Pedigrees we investigated in this study include sibships of size 2 (Sib2), 4 (Sib4) and 6 (Sib6), nuclear families with 4 (Nuc4) and 6 (Nuc6) members, and an extended pedigree with 10 individuals, which is the same as the pedigree investigated in Polymutt [12]. For each pedigree structure, we simulated 20 families at coverage ranging from 2X to 30X. For the Nuc6 we simulated additional 50 and 100 pedigrees to investigate the trend of the genotype calling accuracy of rare variants for increasing numbers of sequenced families. Genotype calling was performed using GATK, Polymutt, Polymutt2 and Beagle4 for each simulated dataset. Note that for trios Polymutt2 and Polymutt are equivalent, and therefore we omitted the investigation of trios in this study.

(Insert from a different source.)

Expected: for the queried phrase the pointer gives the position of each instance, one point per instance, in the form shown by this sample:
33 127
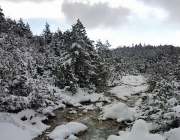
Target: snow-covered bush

Performance evaluation metrics
We used two metrics to measure the accuracy of genotype calling. The first is the false negative rate (FNR), defined as the percentage of true genotypes that are called into incorrect genotypes; this measures the sensitivity of the calling and is equal to 1-sensitivity. The second metric is the false discovery rate (FDR), defined as the percentage of called genotypes that are different from the true genotypes; this measures the specificity of the calling; this measures the specificity of the calling and corresponds to 1-precision. A good algorithm is expected to have low values of both FNR and FDR. We used GQ to filter low quality genotype calls and specifically we used GQ = 3 for Polymutt2 and Polymutt, GQ = 5 for Beagle4 and GQ = 10 for GATK; due to different calculations of GQ in these algorithms we found that these filtering criteria have reasonable FNR and FDR values. These criteria were used for all simulated data. Note that when no filtering is used FNR and FDR are the same for overall genotypes, and the difference is due to differential filtering based on GQ cutoffs. For heterozygotes, which are of particular interest in studying rare variants, however, both FNR and FDR are critical metrics to evaluate, as FNR can be made artificially low by aggressive calling of heterozygotes, which will results in high FDR, and conversely conservative calling of heterozygotes can lead to low FDR and high FNR.
Results
Accuracy of inferred inheritance vectors
We derived the IBD sharing at each position between a pair of family members in a pedigree based on the inferred inheritance vector obtained via the Viterbi algorithm. Fig 1A) shows the simulated true IBD sharing of the two siblings in the Nuc4 pedigree along chromosome 1 and Fig 1B and 1C and 1D) show the inferred IBD sharing of the same two siblings at coverage of 30X, 15X and 2X, respectively. From the comparison, we can see that the inferred IBD is extremely close to the true IBD at various coverage, indicating the high accuracy of the inference of inheritance vectors based on sequencing data. Interestingly, for coverage as low as 2X, the accuracy of inferred IBD is not jeopardized (Fig 1D). The high accuracy of inheritance vector inference warrants the increased accuracy of genotype calling when the IBD sharing is utilized to infer genotypes.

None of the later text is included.